Но "Книга Премудрости Соломоновой", как уже было сказано, непосредственно примыкает к библейским жанровым формам (недаром христиане с полным основанием отнеслись к ней как к канонической книге, полноправной части ветхозаветного предания). Куда менее удачны эксперименты проповедников иудаизма с такими жанрами, которые составляют специфику греческой литературы. К этим экспериментам трудно отнестись иначе, чем к курьезам: они являют собой плоды "псевдоморфозы", почти всегда происходящей там, где достижения одного культурного мира торопливо и поверхностно усваиваются другим. Даже трагедия - едва ли не самая эллинская из всех эллинских литературных форм, органично связанная с почвой Аттики, с культом Диониса, с афинской полисной жизнью, - нашла имитатора среди книжников еврейского квартала Александрии. Им оказался литератор со звучным именем Иезекииль, "сочинитель иудейских трагедий", как называет его Евсевий (Praep. evang. IX, 28), благодаря ученой прилежности которого мы располагаем обширными выписками из одной трагедии под названием "Исход" (время написания, по всей вероятности, II в. до н.э.). Постольку, поскольку опыт Иезекииля представляет интерес любопытнейшего историко-культурного уникума и в то же время мало кому известен, приводим из него несколько выдержек.

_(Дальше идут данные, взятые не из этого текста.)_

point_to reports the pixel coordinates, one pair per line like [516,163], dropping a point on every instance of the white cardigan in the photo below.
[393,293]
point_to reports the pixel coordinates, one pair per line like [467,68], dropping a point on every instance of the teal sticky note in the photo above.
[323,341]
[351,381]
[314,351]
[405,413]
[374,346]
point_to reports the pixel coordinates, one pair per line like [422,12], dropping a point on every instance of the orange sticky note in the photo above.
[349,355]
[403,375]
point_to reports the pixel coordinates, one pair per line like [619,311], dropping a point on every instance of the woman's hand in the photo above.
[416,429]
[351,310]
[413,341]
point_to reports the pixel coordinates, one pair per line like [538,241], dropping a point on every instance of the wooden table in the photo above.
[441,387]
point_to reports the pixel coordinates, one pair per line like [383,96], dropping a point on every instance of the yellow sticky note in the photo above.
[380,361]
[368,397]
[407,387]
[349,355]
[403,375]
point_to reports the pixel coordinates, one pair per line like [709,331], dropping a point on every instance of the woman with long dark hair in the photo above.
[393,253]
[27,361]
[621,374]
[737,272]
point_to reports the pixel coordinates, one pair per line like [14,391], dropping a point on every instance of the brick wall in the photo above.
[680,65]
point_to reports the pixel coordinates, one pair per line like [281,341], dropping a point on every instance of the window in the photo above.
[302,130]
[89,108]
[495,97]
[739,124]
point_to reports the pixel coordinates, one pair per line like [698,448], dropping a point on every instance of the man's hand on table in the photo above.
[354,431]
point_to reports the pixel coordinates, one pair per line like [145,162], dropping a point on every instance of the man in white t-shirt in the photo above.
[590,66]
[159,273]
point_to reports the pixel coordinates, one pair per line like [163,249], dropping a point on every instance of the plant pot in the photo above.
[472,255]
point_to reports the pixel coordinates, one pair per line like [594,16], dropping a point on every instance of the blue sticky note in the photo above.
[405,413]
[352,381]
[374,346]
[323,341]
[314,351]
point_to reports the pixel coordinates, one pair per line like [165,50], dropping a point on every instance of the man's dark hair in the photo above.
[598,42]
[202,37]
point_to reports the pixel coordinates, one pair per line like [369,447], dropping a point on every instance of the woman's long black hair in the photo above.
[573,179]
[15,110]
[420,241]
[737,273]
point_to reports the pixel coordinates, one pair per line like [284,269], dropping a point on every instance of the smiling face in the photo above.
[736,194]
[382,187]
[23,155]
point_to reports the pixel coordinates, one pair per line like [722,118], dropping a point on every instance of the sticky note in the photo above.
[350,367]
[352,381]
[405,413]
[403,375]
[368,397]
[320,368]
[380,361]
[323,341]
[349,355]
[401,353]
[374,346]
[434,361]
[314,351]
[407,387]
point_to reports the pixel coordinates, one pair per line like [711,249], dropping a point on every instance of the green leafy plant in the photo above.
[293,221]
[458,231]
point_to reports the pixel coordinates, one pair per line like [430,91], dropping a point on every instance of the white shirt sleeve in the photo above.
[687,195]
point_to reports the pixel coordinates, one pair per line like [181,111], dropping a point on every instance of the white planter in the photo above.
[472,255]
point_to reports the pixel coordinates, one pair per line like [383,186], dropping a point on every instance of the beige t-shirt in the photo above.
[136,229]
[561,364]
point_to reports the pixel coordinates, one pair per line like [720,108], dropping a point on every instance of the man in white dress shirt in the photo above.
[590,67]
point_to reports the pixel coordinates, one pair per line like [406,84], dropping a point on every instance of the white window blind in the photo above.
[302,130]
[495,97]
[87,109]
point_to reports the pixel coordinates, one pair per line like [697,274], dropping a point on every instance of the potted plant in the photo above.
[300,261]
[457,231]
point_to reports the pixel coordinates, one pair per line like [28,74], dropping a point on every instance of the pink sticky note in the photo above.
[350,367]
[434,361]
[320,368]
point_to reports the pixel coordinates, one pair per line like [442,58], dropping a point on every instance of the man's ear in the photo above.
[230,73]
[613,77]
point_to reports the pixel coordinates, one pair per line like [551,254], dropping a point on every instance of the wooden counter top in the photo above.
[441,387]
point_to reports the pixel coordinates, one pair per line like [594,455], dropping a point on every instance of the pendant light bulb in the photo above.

Сюжет трагедии следует повествованию "Книги Исхода",* понятно поэтому, что единство времени и единство места в ней невозможны. Начинается она в Египте - Моисей по лучшим еврипидовским образцам произносит пролог:

С тех пор, как бросил землю Хананейскую И в путь ушел с семьюдесятью душами Иаков, и в Египте жил и множился Народ гонимый, бедный и униженный, -

Доныне он все терпит и позор, и скорбь От злых людей и от руки властительной.

Приметив возрастанье рода нашего,

На нас измыслил злоковарный умысел Царь Фараон и предал нас мучительной Беде, велевши бедным смертным маяться В трудах великих при градском строительстве.

Затем велит ввергать еврейских отроков,

Едва родятся, в глубокотекущее Реки струенье...

Следует рассказ о судьбе самого Моисея, брошенного в корзине на произвол Нила и выловленного египетской царевной. Затем действие переносится в Мидиан, куда герой принужден бежать, убив египтянина; там он встречается со своим будущим зятем Рагуилом и беседует с ним. Там же он удостаивается видения Неопалимой Купины.

Моисей О, что за дивной купины явление,

Чудесное и смертным непостижное?

Отвсюду купина огнем объемлется.

Но пребывают целыми и ветвь, и лист.

Что ж это? Ближе обозрю чудесное Видение; с трудом ему поверит ум.

Бог

Остановись, не приближайся дерзостно,

О Моисей, не отвязав сандалии;

Узнай, что место святости исполнено,

Из купины божественный гласит глагол. Дерзай, о чадо, и реченье выслушай!

Мой лик тебе, как человеку смертному, Увидеть невозможно; но слова мои Дозволено услышать средь пустыни сей.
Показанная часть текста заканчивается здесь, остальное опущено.